Fri Dec 20 10:15:00 EST 2013

Just to follow up on the problem of REST not finishing,
I ran 3000 runs (10k events/run, 30M events total) on
the stanley cluster at IU, which had a failure rate of
261 / 5000 = 5.22% when I ran 2 months ago,
mostly due to REST not finishing.

For this round (rep. ver. 12242), I found 3000 REST files,
with no runs failing to produce a REST file.

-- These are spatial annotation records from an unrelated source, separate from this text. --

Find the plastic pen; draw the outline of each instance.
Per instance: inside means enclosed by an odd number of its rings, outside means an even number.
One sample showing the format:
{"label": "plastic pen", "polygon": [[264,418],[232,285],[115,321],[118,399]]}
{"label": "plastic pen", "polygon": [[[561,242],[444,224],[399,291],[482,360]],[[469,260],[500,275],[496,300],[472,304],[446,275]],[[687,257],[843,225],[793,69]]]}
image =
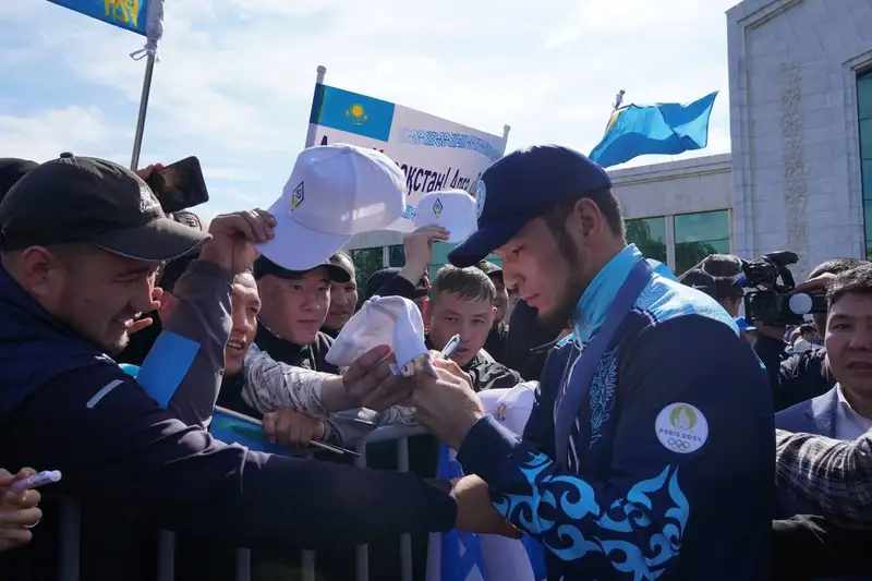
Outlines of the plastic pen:
{"label": "plastic pen", "polygon": [[457,351],[458,347],[460,347],[460,336],[455,335],[453,337],[448,339],[448,342],[445,344],[445,349],[443,349],[439,352],[439,359],[450,358],[451,355],[455,354],[455,351]]}
{"label": "plastic pen", "polygon": [[43,472],[38,472],[33,476],[27,476],[24,480],[20,480],[12,484],[9,487],[9,492],[13,494],[23,493],[24,491],[29,491],[31,488],[38,488],[39,486],[45,486],[46,484],[53,484],[61,480],[61,472],[60,470],[45,470]]}

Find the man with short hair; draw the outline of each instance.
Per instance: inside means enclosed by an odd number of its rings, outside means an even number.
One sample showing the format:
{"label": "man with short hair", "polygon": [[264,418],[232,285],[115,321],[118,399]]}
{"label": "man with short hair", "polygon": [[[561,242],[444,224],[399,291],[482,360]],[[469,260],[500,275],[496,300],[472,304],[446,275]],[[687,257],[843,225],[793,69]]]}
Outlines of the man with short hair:
{"label": "man with short hair", "polygon": [[[735,261],[734,261],[735,258]],[[726,254],[713,254],[691,268],[678,280],[688,287],[704,292],[736,318],[742,306],[744,290],[737,281],[741,274],[739,258]]]}
{"label": "man with short hair", "polygon": [[[809,274],[806,282],[797,286],[795,292],[826,292],[826,285],[832,276],[863,264],[868,264],[867,261],[859,258],[833,258],[821,263]],[[818,313],[813,317],[819,329],[826,328],[826,313]],[[784,327],[756,325],[754,351],[768,372],[776,412],[816,398],[836,385],[826,363],[826,348],[812,349],[785,359],[787,343],[784,341]]]}
{"label": "man with short hair", "polygon": [[483,351],[496,311],[494,282],[479,268],[446,265],[433,278],[427,347],[441,351],[459,335],[460,344],[449,359],[470,374],[476,391],[514,387],[522,380]]}
{"label": "man with short hair", "polygon": [[[455,448],[459,486],[488,492],[548,552],[549,579],[768,579],[773,417],[766,377],[710,296],[625,241],[603,168],[559,146],[496,161],[457,266],[495,252],[553,351],[522,440],[462,373],[416,375],[416,417]],[[736,494],[737,487],[741,494]]]}
{"label": "man with short hair", "polygon": [[[210,235],[197,232],[167,219],[133,172],[71,154],[22,178],[0,203],[0,440],[15,443],[0,449],[0,465],[61,470],[59,493],[231,545],[347,546],[469,526],[455,518],[469,497],[449,496],[448,483],[218,443],[161,409],[112,361],[137,313],[158,306],[164,261],[206,241],[197,262],[223,281],[229,305],[233,275],[250,267],[253,243],[268,240],[274,223],[255,210],[216,218]],[[223,349],[229,320],[213,324],[208,348]],[[382,359],[356,362],[373,385],[389,375]],[[36,558],[57,555],[40,543],[46,533],[9,554],[4,576],[58,578],[56,558]],[[141,574],[130,555],[97,546],[100,571],[116,570],[108,562],[118,559],[124,579]]]}
{"label": "man with short hair", "polygon": [[[836,276],[827,301],[827,363],[837,383],[826,394],[776,414],[775,426],[855,440],[872,429],[872,265]],[[795,505],[782,503],[790,509]],[[796,509],[783,517],[800,512],[809,511]]]}
{"label": "man with short hair", "polygon": [[[833,433],[839,441],[777,431],[776,484],[848,525],[872,525],[872,265],[828,277],[826,350],[828,365],[853,414]],[[853,395],[849,395],[853,392]],[[862,419],[861,419],[862,417]],[[834,424],[839,428],[839,424]],[[855,439],[856,438],[856,439]]]}
{"label": "man with short hair", "polygon": [[507,316],[509,310],[509,292],[508,289],[506,289],[506,282],[502,280],[502,268],[489,261],[482,261],[479,263],[479,268],[487,275],[487,278],[491,279],[491,282],[494,283],[494,288],[496,289],[494,306],[497,312],[494,316],[494,324],[491,326],[491,332],[487,335],[487,341],[484,343],[484,350],[487,351],[488,355],[494,358],[494,361],[505,365],[504,351],[506,350],[506,342],[509,339],[509,319]]}

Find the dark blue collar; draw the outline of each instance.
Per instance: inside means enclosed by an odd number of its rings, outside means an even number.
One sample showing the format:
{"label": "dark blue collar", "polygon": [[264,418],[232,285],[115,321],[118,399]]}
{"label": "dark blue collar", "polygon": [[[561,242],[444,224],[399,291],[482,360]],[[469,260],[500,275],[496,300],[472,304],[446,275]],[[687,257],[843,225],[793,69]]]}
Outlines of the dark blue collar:
{"label": "dark blue collar", "polygon": [[586,343],[591,340],[605,322],[608,307],[611,306],[611,301],[617,296],[630,270],[642,259],[642,253],[635,244],[629,244],[597,273],[579,299],[576,313],[572,315],[572,328],[577,341]]}

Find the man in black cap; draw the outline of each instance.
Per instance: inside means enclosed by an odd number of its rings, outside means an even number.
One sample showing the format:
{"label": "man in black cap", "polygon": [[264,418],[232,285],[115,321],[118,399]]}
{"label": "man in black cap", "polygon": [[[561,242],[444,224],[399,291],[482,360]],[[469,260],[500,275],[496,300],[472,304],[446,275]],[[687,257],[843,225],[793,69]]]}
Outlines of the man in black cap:
{"label": "man in black cap", "polygon": [[702,263],[691,268],[678,277],[678,281],[687,287],[704,292],[717,301],[717,303],[729,313],[729,316],[732,318],[738,317],[739,308],[742,305],[742,296],[744,296],[744,290],[737,282],[737,276],[740,270],[735,275],[715,276],[711,274],[705,266],[705,263]]}
{"label": "man in black cap", "polygon": [[294,367],[339,373],[324,359],[334,340],[320,328],[330,310],[330,285],[348,282],[351,274],[329,261],[308,270],[288,270],[261,256],[254,278],[262,303],[257,347]]}
{"label": "man in black cap", "polygon": [[38,165],[29,159],[0,157],[0,202],[5,197],[7,192],[15,185],[15,182]]}
{"label": "man in black cap", "polygon": [[415,375],[411,403],[475,474],[462,484],[543,543],[549,579],[768,579],[765,373],[719,305],[627,244],[610,187],[572,149],[513,152],[482,175],[479,229],[449,254],[495,252],[540,317],[572,320],[523,438],[450,362]]}
{"label": "man in black cap", "polygon": [[413,301],[423,313],[424,303],[429,294],[426,273],[415,283],[400,276],[400,273],[402,273],[402,268],[396,266],[376,270],[366,279],[364,296],[366,296],[366,300],[376,294],[379,296],[405,296]]}
{"label": "man in black cap", "polygon": [[[213,220],[210,233],[167,219],[148,186],[109,161],[69,154],[29,171],[0,203],[0,465],[63,472],[57,492],[85,505],[135,510],[162,529],[231,545],[351,545],[401,532],[502,526],[495,512],[456,521],[468,493],[409,474],[295,460],[217,443],[185,425],[112,361],[137,313],[153,301],[158,266],[203,244],[197,263],[230,281],[254,259],[274,219],[243,211]],[[205,242],[205,244],[204,244]],[[208,346],[223,349],[229,320]],[[356,373],[387,377],[359,360]],[[353,494],[348,494],[353,491]],[[474,492],[472,492],[474,494]],[[477,521],[475,521],[477,519]],[[46,524],[46,523],[44,523]],[[10,578],[58,578],[46,530],[4,562]],[[48,545],[47,545],[48,543]],[[83,543],[83,547],[95,546]],[[112,571],[104,546],[97,562]],[[41,557],[37,558],[37,555]],[[89,558],[83,564],[94,562]],[[21,566],[27,573],[16,573]],[[136,567],[128,568],[136,579]],[[32,577],[27,577],[31,574]],[[83,571],[87,579],[102,573]],[[114,579],[116,577],[110,577]]]}

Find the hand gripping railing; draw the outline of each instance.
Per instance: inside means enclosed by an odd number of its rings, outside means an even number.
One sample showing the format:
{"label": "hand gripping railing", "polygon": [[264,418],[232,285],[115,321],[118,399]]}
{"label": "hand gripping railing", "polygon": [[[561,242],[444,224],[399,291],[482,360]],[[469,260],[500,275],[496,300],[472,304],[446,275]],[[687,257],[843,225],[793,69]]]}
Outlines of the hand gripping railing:
{"label": "hand gripping railing", "polygon": [[[426,434],[422,427],[412,426],[384,426],[374,429],[358,446],[361,455],[354,459],[358,467],[366,467],[366,445],[380,441],[397,441],[397,470],[409,471],[409,438]],[[60,526],[60,581],[81,581],[80,578],[80,546],[81,546],[81,503],[64,499],[61,501]],[[174,581],[175,578],[175,534],[169,531],[158,532],[157,548],[157,580]],[[315,581],[315,562],[317,554],[313,550],[303,550],[302,567],[303,581]],[[251,581],[252,559],[251,549],[237,548],[235,581]],[[400,574],[402,581],[412,581],[412,535],[400,535]],[[355,581],[370,580],[370,552],[368,545],[359,545],[354,556]]]}

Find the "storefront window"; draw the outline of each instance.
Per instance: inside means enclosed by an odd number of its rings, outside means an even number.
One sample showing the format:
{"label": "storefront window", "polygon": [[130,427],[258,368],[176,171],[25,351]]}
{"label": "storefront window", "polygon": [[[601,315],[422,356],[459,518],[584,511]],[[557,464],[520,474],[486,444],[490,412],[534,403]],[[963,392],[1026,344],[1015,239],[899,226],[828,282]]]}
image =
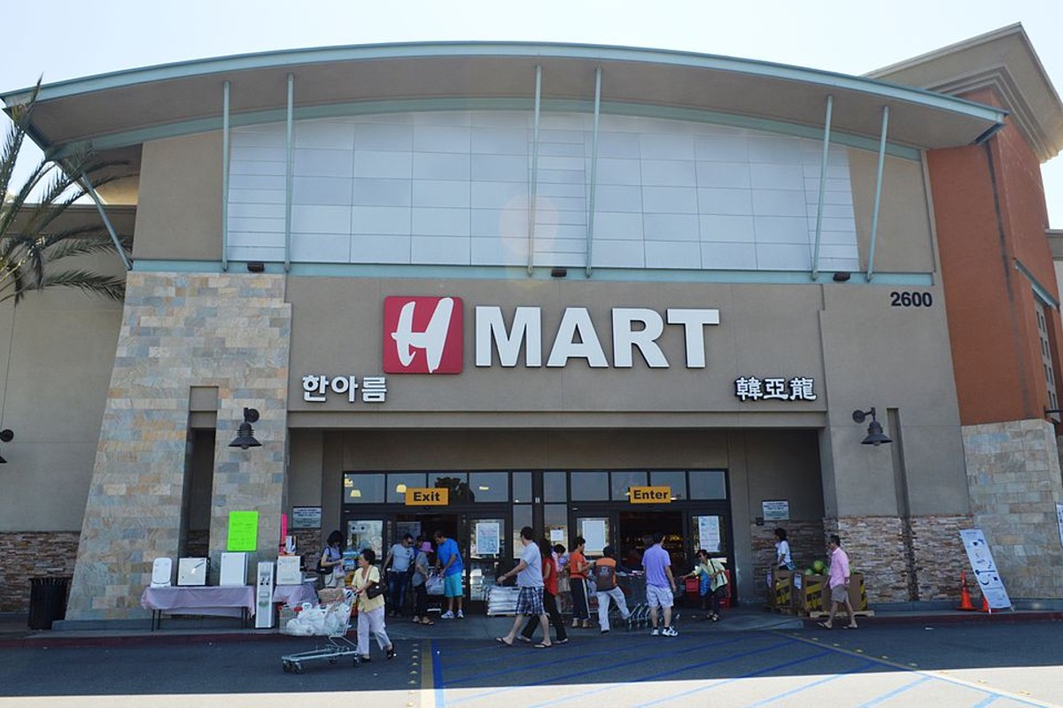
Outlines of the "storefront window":
{"label": "storefront window", "polygon": [[572,472],[573,501],[609,499],[609,472]]}
{"label": "storefront window", "polygon": [[343,472],[344,504],[379,504],[384,501],[384,474]]}
{"label": "storefront window", "polygon": [[627,501],[629,497],[628,487],[646,486],[645,472],[612,472],[610,478],[613,501]]}
{"label": "storefront window", "polygon": [[543,526],[551,546],[563,543],[569,548],[569,505],[545,504],[542,507]]}
{"label": "storefront window", "polygon": [[532,501],[532,472],[513,472],[513,503]]}
{"label": "storefront window", "polygon": [[727,476],[722,470],[690,470],[691,499],[727,499]]}
{"label": "storefront window", "polygon": [[469,474],[466,472],[429,472],[428,486],[450,489],[451,503],[474,501],[469,490]]}
{"label": "storefront window", "polygon": [[388,474],[388,501],[392,504],[406,503],[406,488],[424,487],[424,472],[393,472]]}
{"label": "storefront window", "polygon": [[469,472],[474,501],[509,501],[508,472]]}
{"label": "storefront window", "polygon": [[373,549],[376,553],[377,563],[384,558],[384,521],[379,519],[349,521],[347,550],[361,552],[367,548]]}
{"label": "storefront window", "polygon": [[521,529],[532,525],[532,504],[513,504],[513,542],[509,547],[514,558],[521,557]]}
{"label": "storefront window", "polygon": [[687,499],[687,472],[649,472],[649,486],[672,487],[672,499]]}
{"label": "storefront window", "polygon": [[552,501],[569,501],[568,481],[568,472],[543,472],[542,500],[546,503]]}

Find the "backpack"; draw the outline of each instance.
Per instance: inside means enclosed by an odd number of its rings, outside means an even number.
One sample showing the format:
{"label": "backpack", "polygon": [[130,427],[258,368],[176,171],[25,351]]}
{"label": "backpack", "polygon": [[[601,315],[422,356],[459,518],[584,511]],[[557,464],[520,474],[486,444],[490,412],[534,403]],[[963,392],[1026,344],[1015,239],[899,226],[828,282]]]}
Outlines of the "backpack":
{"label": "backpack", "polygon": [[594,565],[594,586],[600,590],[611,590],[617,587],[617,567]]}

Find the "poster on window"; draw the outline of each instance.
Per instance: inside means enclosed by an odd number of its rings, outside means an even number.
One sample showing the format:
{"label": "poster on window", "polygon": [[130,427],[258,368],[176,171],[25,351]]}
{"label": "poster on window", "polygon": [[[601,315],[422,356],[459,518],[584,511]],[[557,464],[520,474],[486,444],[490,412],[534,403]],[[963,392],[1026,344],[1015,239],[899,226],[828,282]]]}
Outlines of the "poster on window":
{"label": "poster on window", "polygon": [[476,555],[499,555],[500,529],[496,521],[476,523]]}
{"label": "poster on window", "polygon": [[997,572],[993,553],[990,551],[985,536],[979,529],[967,529],[960,532],[963,548],[967,551],[971,569],[975,572],[978,589],[989,602],[990,609],[1007,609],[1011,607],[1011,599],[1003,589],[1003,581]]}
{"label": "poster on window", "polygon": [[602,555],[605,549],[605,519],[584,519],[584,539],[587,555]]}
{"label": "poster on window", "polygon": [[719,553],[720,548],[720,517],[699,516],[697,517],[697,542],[698,548],[705,549],[709,553]]}

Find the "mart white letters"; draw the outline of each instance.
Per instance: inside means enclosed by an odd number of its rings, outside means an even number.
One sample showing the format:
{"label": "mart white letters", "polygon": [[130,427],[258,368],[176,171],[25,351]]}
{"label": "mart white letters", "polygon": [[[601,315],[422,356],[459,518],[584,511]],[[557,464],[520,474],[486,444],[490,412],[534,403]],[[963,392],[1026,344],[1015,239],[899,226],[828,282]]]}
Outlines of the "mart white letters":
{"label": "mart white letters", "polygon": [[[705,368],[705,327],[720,324],[720,310],[669,309],[665,316],[669,325],[684,328],[687,368]],[[651,368],[668,368],[668,359],[657,345],[657,340],[664,332],[664,322],[655,310],[614,308],[611,323],[612,365],[630,368],[634,359],[631,350],[638,348]],[[641,323],[642,327],[636,329],[635,323]],[[501,307],[476,307],[476,366],[491,365],[492,349],[497,349],[502,366],[517,366],[521,347],[524,347],[525,366],[542,366],[541,308],[517,308],[512,327],[507,329]],[[587,308],[564,309],[546,366],[561,367],[570,359],[586,359],[588,365],[595,368],[609,366]]]}

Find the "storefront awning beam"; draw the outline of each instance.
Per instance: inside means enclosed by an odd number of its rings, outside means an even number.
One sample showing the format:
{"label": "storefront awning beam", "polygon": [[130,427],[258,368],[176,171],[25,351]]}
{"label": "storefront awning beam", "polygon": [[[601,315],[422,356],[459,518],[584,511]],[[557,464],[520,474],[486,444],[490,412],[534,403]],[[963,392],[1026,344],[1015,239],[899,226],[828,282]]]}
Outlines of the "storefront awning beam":
{"label": "storefront awning beam", "polygon": [[291,270],[291,184],[294,175],[296,146],[292,141],[296,115],[296,76],[288,74],[288,98],[285,110],[284,167],[284,272]]}
{"label": "storefront awning beam", "polygon": [[594,193],[597,190],[597,129],[598,117],[602,114],[602,67],[594,69],[594,136],[591,142],[591,189],[588,197],[587,212],[587,277],[593,270],[591,261],[594,256]]}
{"label": "storefront awning beam", "polygon": [[875,208],[871,217],[871,243],[867,246],[867,282],[875,277],[875,237],[878,236],[878,208],[882,198],[882,168],[885,166],[885,133],[890,126],[890,106],[882,106],[882,133],[878,139],[878,170],[875,172]]}
{"label": "storefront awning beam", "polygon": [[532,185],[528,196],[528,275],[535,271],[535,203],[539,193],[539,110],[542,107],[542,65],[535,68],[535,129],[532,137]]}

I believe the issue
that I suspected to be some kind of network connection failure
seems to have been completely resolved, thanks to the fix
that Simon put in for in TRACKING/DTrackFitterKalmanSIMD.cc
for rep. ver. 11918.

I ran hd_dump with no libraries specified over the 3000 REST files
to figure out how many events they contained, and the results are:
1. 2932 runs had  10k events
2.   15 runs had 9999 events
3.   33 runs segfault
4.   18 don't finish
5.    2 finish hd_dump with no more events, but have <10k events

In my talk at the offline meeting on November 13, I discussed
finding the message
"ZFATAL called from MZPUSH" for hdgeant runs that did not
process all events, and the message
"Caught HUP signal for thread 0x..."
for mcsmear runs that did not process all events.

These occurred for 10 runs for hdgeant, and 5 runs for mcsmear
out of 5000 total runs. This time around I was not able to
find a single case for either of these in 3000 runs.
This does not seem like a fluke, and I wonder if  anybody checked
anything in to fix these problems...

Currently the largest software issue in running bggen events
seem to be items 3. and 4. in the list above.
These are probably the same issues I found before, where in
some cases isolating the single event will give a reproducible
failure, while in others the pile-up of previous events
are necessary to reproduce the result.

Our current success rate is 97.7%, up from 94.8%
two months ago.

	Kei

On 12/18/13 2:12 PM, Mark Ito wrote:
> Kei,
>
> On 12/18/2013 11:53 AM, Kei Moriya wrote:
>> I assume this proposed change affects the geantId code that you
>> checked in?
> This does not effect that change. Also note that geantId is a mis-nomer
> for the change checked in. That was appropriate for the previous
> abandoned approach.
>> At the very least we can assume that the REST not stopping
>> problem is solved.
> Good news!
>>
>> In previous batch runs most of the failures I saw were from
>> either REST getting stuck at one event or not finishing,
>> which I assumed to be a database connection problem,
>> but that seems to be gone.
> A database connection problem would stop a job at the very beginning. It
> would also be obvious in the log file; there would be a complaint about
> getting some sort of constants.
>>
>> I can start analyzing the bggen events I currently have,
>> or if there will be significant changes to the geantId
>> due to the new changes, I can wait to generate/simulate
>> a new batch.
> I would wait for me to check in the new changes. Alternately you can use
> the revision of
> pythia-geant.map attached to my last message, or check out the version
> from revision 3195.
>
>     -- Mark
>